La publication du Rapport du procureur spécial américain
Kenneth Starr sur l'affaire Clinton-Lewinsky aurait fait gagner
ses lettres de noblesse à Internet. Les chroniqueurs Internet
qui prévoient un futur glorieux à l'Internet se sont
gargarisés de l'événement et il est vrai que l'on a enfin vu
le potentiel de la fameuse convergence entre tous les médias, de
l'écrit à l'Internet, en passant par la radio et
l'électronique.
Ainsi, le rapport Starr était accessible in extenso sur
plusieurs sites tant les sites officiels gouvernementaux que les
sites des médias comme CNN ou
encore chez les moteurs de recherche très en demande. On pouvait
lire en ligne, télécharger et imprimer, écouter en RealAudio
des conférences de presse live dont la transcription était
quasi immédiate et quelques jours plus tard, ce sera en
RealVideo cette fois, la bande video du témoignage de l'homme
que l'on dit le plus puissant de la terre - le président Bill
Clinton - sur cette fameuse relation avec Monica Lewinsky dont
aucun détail n'est resté secret.
Internet vient de briser les derniers remparts de la vie privée
telle qu'ils existaient avant l'affaire Clinton-Lewinsky. Dans
les prochains mois, il faudra désormais se questionner
sérieusement sur ce qu'il reste de vie privée dans nos
sociétés. Il est vrai que la protection de la vie privée
n'existe pas comme telle dans la Constitution américaine mais
elle existe dans d'autres pays et sous d'autres régimes. MAIS
ELLE N'EXISTE PLUS DANS LE CYBERESPACE. Si l'on en doutait,
l'affaire Starr vient de briser les dernières illusions.
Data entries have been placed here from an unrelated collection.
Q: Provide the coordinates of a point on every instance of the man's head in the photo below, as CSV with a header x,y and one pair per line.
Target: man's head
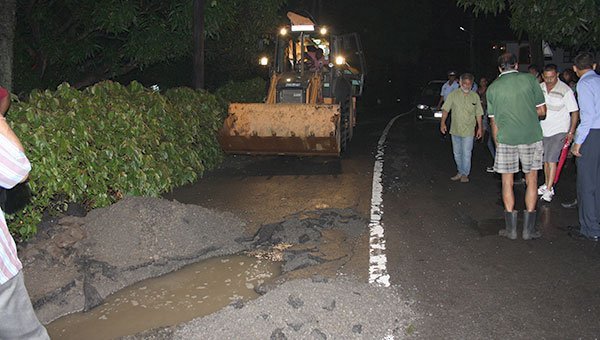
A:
x,y
466,82
483,82
583,62
451,77
534,70
507,62
550,75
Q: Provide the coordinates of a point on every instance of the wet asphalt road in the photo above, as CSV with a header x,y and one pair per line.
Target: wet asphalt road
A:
x,y
468,282
442,243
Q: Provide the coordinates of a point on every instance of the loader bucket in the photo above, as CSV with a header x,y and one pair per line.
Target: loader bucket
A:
x,y
282,129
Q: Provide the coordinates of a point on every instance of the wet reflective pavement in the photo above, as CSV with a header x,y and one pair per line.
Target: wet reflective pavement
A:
x,y
196,290
443,247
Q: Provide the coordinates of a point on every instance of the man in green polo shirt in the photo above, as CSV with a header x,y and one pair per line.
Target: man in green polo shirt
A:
x,y
515,105
466,114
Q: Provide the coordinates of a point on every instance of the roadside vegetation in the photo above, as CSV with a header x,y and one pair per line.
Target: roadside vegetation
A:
x,y
97,145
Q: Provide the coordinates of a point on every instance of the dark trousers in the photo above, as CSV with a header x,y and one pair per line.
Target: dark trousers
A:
x,y
588,184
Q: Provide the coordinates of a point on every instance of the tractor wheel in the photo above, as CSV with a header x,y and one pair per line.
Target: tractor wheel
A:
x,y
343,97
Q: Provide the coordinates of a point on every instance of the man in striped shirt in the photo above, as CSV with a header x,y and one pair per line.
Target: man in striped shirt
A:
x,y
17,318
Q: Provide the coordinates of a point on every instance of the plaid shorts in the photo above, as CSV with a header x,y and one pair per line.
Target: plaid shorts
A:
x,y
508,157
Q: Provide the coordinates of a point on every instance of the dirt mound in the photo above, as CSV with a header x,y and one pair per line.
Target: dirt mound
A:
x,y
75,264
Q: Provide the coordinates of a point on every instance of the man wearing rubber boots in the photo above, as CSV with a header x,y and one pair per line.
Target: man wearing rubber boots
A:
x,y
515,105
587,149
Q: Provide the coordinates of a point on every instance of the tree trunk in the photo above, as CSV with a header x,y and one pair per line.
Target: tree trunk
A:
x,y
7,34
199,44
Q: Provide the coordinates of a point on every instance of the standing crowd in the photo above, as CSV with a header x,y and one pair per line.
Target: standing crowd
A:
x,y
532,119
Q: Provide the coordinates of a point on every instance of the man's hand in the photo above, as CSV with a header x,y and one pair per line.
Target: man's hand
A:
x,y
575,150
Pierre Trudel, professeur de droit au Centre de recherche en
droit publics de la Faculté de droit de l'Université, auteur
aux Éditions Thémis du Droit du cyberespace et
initiatieur du cybertribunal,
un centre de résolution des conflits cybernétiques, l'écrivait
déjà dans la revue Interface de septembre-octobre 1997 :
Pour rendre compte de l'application du droit dans le
cyberespace, un nouveau paradigme doit émerger. (...) Le
cyberespace, en rendant futiles les frontières des États, nous
invite à revoir nos manières d'envisager le droit en général.
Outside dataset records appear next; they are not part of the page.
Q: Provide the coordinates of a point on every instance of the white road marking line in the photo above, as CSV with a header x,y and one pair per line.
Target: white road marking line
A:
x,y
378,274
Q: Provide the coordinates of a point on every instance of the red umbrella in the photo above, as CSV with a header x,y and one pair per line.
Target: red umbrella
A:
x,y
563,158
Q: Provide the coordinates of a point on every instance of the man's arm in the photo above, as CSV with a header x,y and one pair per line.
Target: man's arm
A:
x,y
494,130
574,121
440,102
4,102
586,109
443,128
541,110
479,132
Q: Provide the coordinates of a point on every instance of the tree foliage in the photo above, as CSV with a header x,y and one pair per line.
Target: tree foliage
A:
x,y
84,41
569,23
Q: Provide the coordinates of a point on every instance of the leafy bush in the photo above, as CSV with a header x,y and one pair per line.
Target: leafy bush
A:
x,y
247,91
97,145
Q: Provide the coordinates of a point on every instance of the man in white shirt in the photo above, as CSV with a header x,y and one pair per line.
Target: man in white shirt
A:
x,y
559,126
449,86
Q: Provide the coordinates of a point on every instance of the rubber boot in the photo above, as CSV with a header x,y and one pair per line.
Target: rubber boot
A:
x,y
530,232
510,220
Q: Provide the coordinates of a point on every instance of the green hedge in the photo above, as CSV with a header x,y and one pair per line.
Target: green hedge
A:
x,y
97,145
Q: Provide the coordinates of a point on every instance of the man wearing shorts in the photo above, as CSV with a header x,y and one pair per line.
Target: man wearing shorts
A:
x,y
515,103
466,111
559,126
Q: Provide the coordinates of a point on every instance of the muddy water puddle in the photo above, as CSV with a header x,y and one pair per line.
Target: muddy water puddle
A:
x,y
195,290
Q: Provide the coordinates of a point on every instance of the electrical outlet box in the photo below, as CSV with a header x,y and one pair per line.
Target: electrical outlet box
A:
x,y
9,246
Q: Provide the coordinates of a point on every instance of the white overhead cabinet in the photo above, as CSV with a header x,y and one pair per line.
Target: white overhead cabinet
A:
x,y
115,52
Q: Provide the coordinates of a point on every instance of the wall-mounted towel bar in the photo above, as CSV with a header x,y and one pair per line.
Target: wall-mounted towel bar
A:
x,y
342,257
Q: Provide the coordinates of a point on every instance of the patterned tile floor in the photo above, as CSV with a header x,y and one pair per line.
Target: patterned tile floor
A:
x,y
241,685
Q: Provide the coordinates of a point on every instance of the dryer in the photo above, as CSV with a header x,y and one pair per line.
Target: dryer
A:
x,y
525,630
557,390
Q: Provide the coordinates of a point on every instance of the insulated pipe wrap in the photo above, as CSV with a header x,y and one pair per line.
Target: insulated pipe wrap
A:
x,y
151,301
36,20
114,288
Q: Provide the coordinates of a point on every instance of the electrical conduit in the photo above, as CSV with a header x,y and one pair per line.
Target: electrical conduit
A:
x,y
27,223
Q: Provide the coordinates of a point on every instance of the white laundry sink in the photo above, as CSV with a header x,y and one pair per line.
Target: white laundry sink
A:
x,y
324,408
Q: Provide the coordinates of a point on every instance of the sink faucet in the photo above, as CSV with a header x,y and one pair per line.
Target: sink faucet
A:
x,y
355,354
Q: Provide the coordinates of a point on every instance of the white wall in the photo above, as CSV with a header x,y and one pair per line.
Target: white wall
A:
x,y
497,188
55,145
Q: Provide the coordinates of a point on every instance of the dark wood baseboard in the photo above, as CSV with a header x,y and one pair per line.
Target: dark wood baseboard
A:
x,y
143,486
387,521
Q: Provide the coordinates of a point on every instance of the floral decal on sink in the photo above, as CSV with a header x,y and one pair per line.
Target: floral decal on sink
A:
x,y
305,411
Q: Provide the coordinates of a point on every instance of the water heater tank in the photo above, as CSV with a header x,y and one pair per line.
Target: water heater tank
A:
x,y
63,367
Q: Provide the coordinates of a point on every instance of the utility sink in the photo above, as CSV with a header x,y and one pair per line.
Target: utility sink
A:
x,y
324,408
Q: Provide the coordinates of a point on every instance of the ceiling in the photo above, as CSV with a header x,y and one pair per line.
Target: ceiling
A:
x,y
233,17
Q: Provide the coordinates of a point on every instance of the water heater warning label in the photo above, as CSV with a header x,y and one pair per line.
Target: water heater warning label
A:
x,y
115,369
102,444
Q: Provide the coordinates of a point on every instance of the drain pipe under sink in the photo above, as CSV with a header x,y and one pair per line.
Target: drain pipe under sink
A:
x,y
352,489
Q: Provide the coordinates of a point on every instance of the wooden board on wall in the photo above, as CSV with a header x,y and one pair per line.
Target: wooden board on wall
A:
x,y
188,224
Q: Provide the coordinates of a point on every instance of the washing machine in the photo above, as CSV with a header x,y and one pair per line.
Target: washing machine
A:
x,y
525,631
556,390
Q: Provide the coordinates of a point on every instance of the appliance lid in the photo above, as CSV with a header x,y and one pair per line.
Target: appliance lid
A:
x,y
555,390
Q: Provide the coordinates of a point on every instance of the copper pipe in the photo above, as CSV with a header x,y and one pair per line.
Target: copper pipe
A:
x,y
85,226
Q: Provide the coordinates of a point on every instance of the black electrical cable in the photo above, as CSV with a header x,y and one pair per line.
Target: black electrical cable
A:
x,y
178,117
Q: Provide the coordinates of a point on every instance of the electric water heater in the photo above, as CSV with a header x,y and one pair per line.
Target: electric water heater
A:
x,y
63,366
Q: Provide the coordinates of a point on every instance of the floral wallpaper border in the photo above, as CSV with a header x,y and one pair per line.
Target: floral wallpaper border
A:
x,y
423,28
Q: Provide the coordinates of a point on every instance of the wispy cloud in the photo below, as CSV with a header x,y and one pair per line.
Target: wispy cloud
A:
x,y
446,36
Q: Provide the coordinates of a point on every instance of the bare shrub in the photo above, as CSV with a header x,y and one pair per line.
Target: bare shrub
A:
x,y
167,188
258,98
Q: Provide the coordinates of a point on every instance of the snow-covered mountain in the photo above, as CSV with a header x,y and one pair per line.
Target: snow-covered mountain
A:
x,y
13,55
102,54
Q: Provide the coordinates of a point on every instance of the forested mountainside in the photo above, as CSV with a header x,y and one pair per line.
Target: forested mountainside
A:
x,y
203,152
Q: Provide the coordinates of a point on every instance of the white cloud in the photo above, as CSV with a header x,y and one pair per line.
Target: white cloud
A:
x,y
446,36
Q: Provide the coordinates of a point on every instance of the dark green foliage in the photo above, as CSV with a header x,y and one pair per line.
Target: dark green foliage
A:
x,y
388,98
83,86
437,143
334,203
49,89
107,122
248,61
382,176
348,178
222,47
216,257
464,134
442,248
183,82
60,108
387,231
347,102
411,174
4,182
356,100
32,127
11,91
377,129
C'est aussi la préoccupation de La
Frontière Électronique du Canada, un organisme fondé pour
garantir que les principes énoncés dans la Charte canadienne
des droits et libertés soient protégés lors de
l'introduction dans la société canadienne des nouvelles
technologies de l'information et de la communication.
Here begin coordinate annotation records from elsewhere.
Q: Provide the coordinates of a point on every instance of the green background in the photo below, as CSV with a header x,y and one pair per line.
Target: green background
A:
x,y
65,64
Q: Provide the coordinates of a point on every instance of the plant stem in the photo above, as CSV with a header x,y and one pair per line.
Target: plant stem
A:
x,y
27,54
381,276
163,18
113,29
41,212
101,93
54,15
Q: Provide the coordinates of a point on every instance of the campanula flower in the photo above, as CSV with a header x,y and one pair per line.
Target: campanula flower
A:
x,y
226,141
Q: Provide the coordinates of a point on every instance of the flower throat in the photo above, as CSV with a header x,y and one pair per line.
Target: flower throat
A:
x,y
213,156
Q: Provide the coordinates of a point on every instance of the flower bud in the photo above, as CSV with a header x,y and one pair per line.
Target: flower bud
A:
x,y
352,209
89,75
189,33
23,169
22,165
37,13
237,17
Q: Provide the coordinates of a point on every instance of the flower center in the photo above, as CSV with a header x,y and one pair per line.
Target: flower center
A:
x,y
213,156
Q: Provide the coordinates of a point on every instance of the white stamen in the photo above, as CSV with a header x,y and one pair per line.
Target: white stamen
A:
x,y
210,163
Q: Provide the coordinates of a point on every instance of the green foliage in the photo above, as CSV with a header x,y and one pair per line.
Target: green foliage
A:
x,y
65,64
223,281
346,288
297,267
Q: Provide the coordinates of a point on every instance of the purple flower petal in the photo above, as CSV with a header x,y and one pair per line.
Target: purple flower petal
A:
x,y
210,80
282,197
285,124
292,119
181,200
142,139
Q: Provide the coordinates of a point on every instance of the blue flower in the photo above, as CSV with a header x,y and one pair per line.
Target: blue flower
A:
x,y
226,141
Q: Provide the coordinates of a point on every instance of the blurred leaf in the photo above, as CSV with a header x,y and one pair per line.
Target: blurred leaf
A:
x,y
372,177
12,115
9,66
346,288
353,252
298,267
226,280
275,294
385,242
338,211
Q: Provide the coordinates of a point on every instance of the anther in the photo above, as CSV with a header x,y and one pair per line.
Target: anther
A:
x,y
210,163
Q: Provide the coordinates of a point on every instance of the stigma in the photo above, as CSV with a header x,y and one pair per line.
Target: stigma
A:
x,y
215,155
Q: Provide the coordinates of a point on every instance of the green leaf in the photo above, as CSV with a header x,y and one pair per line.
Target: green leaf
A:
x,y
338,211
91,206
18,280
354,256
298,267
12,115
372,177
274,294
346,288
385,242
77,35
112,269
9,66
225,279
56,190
La diffusion sur Internet aussi rapidement et sous d'aussi
multiples formes du Rapport Starr, des reportages, des analyses
et commentaires et du témoignage lui-même supposément rendu à
huis-clos - au-delà des considérations de stratégie politique
à l'oeuvre dans l'affaire Clinton-Lewinsky - met en jeu non
seulement la crédibilité des institutions mais aussi la
fiabilité des mécanismes traditionnels de protection de la vie
privée.
Le législateur a-t-il un rôle à jouer à cet égard ? Comment
concilier protection de la vie privée et liberté d'expression ?
D'un côté, les cyberlibertaires s'opposent à tout contrôle du
contenu d'Internet : plus de liberté vaut mieux que moins de
liberté et que l'internaute prenne ses responsabilités de
choix. D'un autre côté, les cyberpaternalistes prônent
certaines limites.
Comme l'écrit Lilian Edwards, maître de conférence en droit
privé à l'Université d'Edimbourg, dans l'ouvrage collectif qui
vient tout juste de paraître chez Isabelle
Quentin éditeur intitulé Liberté d'expression et
nouvelles technologies sous la direction de Michèle Paré et
Peter Desbarats :
Seul l'avenir dira s'il existe un système, judiciaire ou
extrajudiciaire, fondé sur l'application de santions ou sur
l'emploi de logiciels, qui soit vraiment apte à régir sainement
les échanges anarchiques et la liberté de communication qui,
pour le nombre croissant d'internautes qui fréquentent
aujourd'hui les autoroutes du cyberespace, sont devenus la norme.